Is AdS/CFT Theory a Viable Option for Post-Graduate Research in HEP?

[CharlieCW]

Lately AdS/CFT seems to have been a very promising tool to simplify calculations in HEP (ex. quark-gluon plasma) and offer some insights into quantum gravity. I was considering doing a Master or PhD thesis in this field, but I'm wondering if the prospects are more reasonable than just string theory or it would be better to go towards something more concrete like QCD lattice or SM precison tests. I've read mixed reviews about it being a very hot topic of research (especially in the US) while others say it barely makes testable predictions and it is better regarded as a mathematical theory.

In particular, my goal is to find a good post-doc after graduate studies, or at least find a job in the private sector but still be involved in research in HEP. Moreover, I'm both interested in the mathematical beauty of physics theories as well as their experimental confirmation.

 

[mitchell porter]

AdS/CFT is (in my opinion) the apex of - mathematical physics? physical mathematics? - at this point.

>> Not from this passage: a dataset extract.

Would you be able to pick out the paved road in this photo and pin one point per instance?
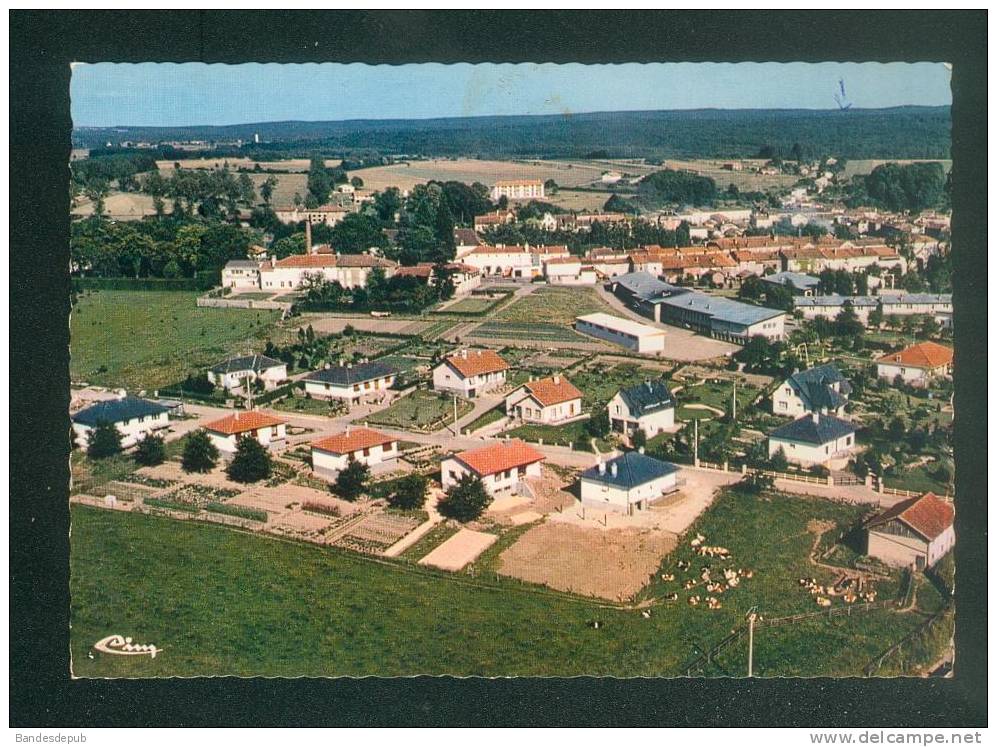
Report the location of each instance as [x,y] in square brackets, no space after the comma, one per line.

But it is not yet directly relevant to fundamental real-world physics. AdS is a background geometry in which quantum gravity can be studied in more depth than ever before, owing to the CFT duality; but AdS is not the geometry of the real world. We should expect that eventually, an equally substantial interpretation of the holographic principle for flat space and de Sitter space will be found, and that aspects of AdS study will help us find the version of holography that is more relevant to reality.

 

[haushofer]

Lately AdS/CFT seems to have been a very promising tool to simplify calculations in HEP (ex. quark-gluon plasma) and offer some insights into quantum gravity. I was considering doing a Master or PhD thesis in this field, but I'm wondering if the prospects are more reasonable than just string theory or it would be better to go towards something more concrete like QCD lattice or SM precison tests. I've read mixed reviews about it being a very hot topic of research (especially in the US) while others say it barely makes testable predictions and it is better regarded as a mathematical theory.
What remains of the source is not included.